The EAT agreed with the Tribunal; the object of a grievance and disciplinary procedure is to give an employee the opportunity to voice their concerns and defend themselves and give the employer a chance to act upon this. Not all actions should automatically be seen as a breach of contract but should be viewed in light of the surrounding context.
The EAT gave a useful example. There were two employees in a large firm named John Smith. One employee was suspected of sexual assault of a female employee and was invited to a disciplinary hearing. Due to an administrative mix-up the letter for the hearing was sent to the wrong John Smith. If the mistaken recipient raised this and was offered an apology and reassurance that it had been a mistake then it would be nonsensical for him to be able to say that there had been a breach of the implied term of trust and confidence. The prompt actions of the employer could prevent such a breach occurring. If, however, the employer failed to investigate and allowed the matter to drag on then this may be sufficient to tip the scales the other way and create a breach that could not be undone.
So, it would seem that there is now a distinction between preventing matters escalating into a breach of the implied term of mutual trust and confidence and trying to cure a breach which has already taken place. The question that needs to be asked in such cases is whether the actions complained of are sufficiently serious to damage a relationship to such an extent that the implied term has been breached.
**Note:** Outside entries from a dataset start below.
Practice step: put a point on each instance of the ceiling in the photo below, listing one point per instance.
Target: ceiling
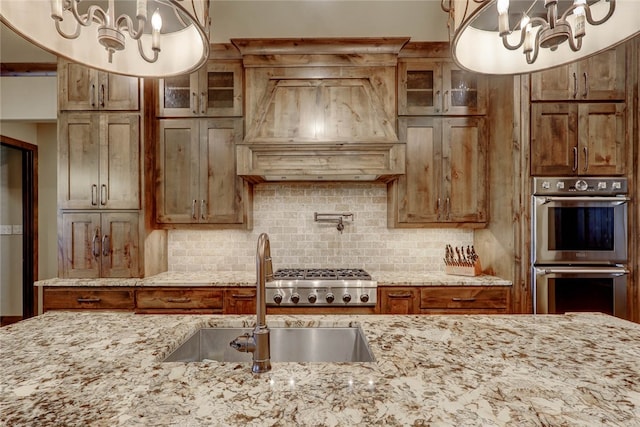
(421, 20)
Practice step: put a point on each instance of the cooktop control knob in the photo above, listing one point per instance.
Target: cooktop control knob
(581, 185)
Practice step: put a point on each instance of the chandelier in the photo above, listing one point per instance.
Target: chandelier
(522, 36)
(146, 38)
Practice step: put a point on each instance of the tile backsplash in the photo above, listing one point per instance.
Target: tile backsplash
(286, 213)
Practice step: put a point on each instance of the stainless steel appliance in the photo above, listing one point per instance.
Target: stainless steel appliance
(560, 289)
(321, 287)
(579, 245)
(579, 221)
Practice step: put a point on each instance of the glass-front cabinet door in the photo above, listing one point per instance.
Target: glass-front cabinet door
(214, 90)
(437, 87)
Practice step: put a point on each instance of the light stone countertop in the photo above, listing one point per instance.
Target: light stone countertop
(105, 369)
(235, 278)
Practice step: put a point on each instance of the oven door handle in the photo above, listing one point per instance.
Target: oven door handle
(612, 200)
(616, 271)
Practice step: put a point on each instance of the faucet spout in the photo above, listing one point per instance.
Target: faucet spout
(258, 342)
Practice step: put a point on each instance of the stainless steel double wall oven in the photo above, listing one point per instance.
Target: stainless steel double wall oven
(579, 245)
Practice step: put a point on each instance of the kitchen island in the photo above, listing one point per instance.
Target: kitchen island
(105, 368)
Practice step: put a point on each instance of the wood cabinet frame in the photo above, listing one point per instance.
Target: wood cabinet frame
(446, 173)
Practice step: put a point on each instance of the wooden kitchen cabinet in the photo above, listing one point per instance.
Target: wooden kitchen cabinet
(99, 161)
(399, 300)
(446, 173)
(439, 87)
(87, 298)
(240, 301)
(214, 90)
(197, 181)
(600, 77)
(464, 300)
(179, 300)
(94, 244)
(87, 89)
(578, 139)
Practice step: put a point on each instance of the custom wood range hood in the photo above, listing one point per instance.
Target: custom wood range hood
(319, 113)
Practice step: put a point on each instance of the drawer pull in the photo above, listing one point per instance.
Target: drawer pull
(88, 299)
(243, 296)
(179, 300)
(401, 295)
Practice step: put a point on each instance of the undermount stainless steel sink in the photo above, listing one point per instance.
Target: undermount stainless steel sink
(330, 344)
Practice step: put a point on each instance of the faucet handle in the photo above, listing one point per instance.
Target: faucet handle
(268, 269)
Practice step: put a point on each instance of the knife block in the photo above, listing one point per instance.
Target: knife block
(459, 270)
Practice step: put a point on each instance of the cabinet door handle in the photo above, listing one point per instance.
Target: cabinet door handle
(243, 296)
(106, 245)
(182, 300)
(194, 97)
(94, 249)
(103, 194)
(92, 95)
(93, 300)
(102, 96)
(585, 150)
(94, 195)
(400, 295)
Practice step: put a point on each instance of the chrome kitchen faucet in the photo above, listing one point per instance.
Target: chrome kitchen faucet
(258, 342)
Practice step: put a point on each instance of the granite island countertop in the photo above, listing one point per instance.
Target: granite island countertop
(105, 369)
(235, 278)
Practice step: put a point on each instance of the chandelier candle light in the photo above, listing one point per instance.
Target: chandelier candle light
(133, 43)
(522, 36)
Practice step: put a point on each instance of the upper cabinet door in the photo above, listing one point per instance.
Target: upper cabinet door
(213, 91)
(420, 87)
(223, 193)
(99, 161)
(465, 93)
(437, 87)
(178, 163)
(600, 77)
(578, 139)
(85, 89)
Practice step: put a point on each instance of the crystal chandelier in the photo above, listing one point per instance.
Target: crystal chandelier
(522, 36)
(147, 38)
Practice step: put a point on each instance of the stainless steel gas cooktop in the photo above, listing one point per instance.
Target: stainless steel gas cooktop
(321, 287)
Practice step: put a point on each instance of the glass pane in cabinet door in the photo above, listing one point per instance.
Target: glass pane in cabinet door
(420, 89)
(464, 90)
(176, 92)
(220, 89)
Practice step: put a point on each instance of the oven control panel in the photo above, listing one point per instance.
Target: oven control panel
(596, 186)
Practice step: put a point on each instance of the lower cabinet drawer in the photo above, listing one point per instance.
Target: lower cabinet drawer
(465, 299)
(76, 298)
(179, 299)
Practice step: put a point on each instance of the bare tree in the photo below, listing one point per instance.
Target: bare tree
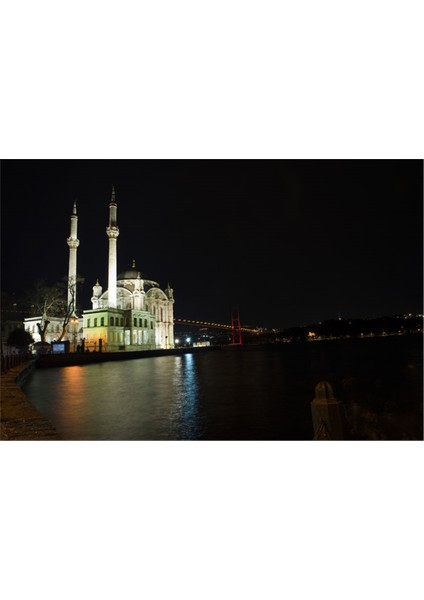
(52, 301)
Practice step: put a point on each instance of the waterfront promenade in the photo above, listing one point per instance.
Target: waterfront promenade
(20, 420)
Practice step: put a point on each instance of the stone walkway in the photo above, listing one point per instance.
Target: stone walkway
(20, 420)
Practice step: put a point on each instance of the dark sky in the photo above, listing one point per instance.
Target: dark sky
(288, 241)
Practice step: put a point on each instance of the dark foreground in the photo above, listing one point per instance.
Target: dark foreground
(20, 420)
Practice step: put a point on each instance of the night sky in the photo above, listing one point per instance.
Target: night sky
(289, 242)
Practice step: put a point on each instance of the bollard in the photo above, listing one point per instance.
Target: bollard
(326, 414)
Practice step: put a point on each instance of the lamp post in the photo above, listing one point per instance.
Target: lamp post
(74, 322)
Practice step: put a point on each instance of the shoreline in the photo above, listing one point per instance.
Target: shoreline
(20, 420)
(75, 358)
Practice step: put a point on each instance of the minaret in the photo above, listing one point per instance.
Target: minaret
(112, 233)
(73, 243)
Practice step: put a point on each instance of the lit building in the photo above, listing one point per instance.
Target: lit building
(132, 314)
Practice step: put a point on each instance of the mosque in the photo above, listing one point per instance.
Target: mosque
(132, 314)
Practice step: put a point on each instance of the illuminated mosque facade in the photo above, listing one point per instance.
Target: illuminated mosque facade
(132, 314)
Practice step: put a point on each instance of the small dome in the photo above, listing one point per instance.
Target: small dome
(133, 273)
(130, 274)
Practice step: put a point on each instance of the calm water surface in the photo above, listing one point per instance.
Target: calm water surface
(241, 393)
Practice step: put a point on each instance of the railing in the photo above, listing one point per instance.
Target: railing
(8, 361)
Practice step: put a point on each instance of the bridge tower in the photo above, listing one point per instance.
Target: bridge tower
(235, 327)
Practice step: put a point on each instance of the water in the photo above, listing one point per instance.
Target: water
(240, 393)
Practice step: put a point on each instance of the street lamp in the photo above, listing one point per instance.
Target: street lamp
(74, 322)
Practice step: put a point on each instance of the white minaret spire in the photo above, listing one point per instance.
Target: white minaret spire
(112, 233)
(73, 243)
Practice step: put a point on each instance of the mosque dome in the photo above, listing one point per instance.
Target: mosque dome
(133, 273)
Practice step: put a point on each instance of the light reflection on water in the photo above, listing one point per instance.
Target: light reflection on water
(151, 399)
(256, 393)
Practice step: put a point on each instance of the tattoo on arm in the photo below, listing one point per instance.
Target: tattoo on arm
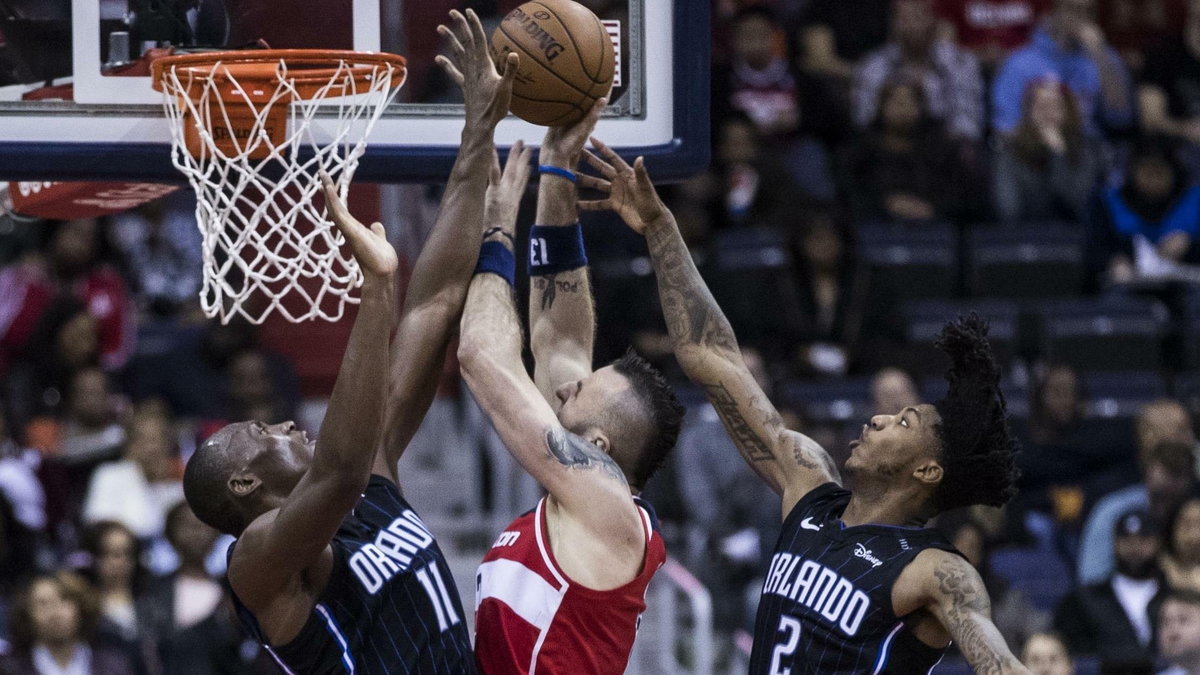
(551, 287)
(744, 436)
(574, 452)
(967, 619)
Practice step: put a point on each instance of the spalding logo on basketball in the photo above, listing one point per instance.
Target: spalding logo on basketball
(567, 60)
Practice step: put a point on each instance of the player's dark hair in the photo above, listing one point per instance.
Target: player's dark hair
(204, 487)
(664, 410)
(978, 449)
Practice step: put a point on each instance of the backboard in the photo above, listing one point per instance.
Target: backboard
(76, 101)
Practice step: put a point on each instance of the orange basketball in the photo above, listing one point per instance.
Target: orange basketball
(567, 60)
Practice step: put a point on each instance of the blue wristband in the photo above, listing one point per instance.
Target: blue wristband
(555, 249)
(496, 258)
(557, 171)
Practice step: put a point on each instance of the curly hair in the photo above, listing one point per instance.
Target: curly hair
(72, 587)
(978, 449)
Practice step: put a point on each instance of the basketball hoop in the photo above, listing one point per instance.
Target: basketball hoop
(244, 131)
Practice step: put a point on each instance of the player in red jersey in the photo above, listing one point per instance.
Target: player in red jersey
(564, 585)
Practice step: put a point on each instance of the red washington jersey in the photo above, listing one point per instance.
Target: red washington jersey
(531, 619)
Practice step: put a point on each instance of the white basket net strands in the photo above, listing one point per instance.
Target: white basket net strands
(265, 242)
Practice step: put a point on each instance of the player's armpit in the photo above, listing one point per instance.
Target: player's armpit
(953, 592)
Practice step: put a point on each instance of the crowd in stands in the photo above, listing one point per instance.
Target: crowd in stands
(877, 167)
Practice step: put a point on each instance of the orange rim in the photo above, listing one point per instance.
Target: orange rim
(307, 70)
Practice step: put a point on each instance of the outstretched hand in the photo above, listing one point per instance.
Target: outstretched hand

There is a sliding scale of damage and where on this scale a particular action lies is not an exact science.
Whilst employers should not relax too much when dealing with such situations, there is a glimmer of hope that where mistakes have been made they can in some cases be rectified before a full breach of contract occurs. This should bring some comfort to companies when carrying out disciplinary and grievance procedures and should encourage companies to take swift action whenever an employee raises any concerns. The sooner action is taken (by way of grievances and accepting any wrongdoing and trying to put it right) the greater the chance of stopping potentially damaging actions becoming full contractual breaches, leading to constructive dismissal claims.
As an aside.....
As the news is focussing on a big sporting event this week (you might have noticed it) there is very little out there that piqued my interest. As such, I have reverted to one of my favourite topics of stupid (but genuine) answers to interview questions. Enjoy!
At the end of interviews when asked “do you have any questions?” the following questions were raised:
- "What do you want me to do if I cannot walk to work if it's raining? Can you pick me up?"
- "What is your company's policy on Monday absences?"
- "If I get an offer, how long do I have before I have to take the drug test?"
In answer to the question “Tell of a time you made a mistake at work and how you dealt with it”:
- "I stole some equipment from my old job, and I had to pay for its replacement."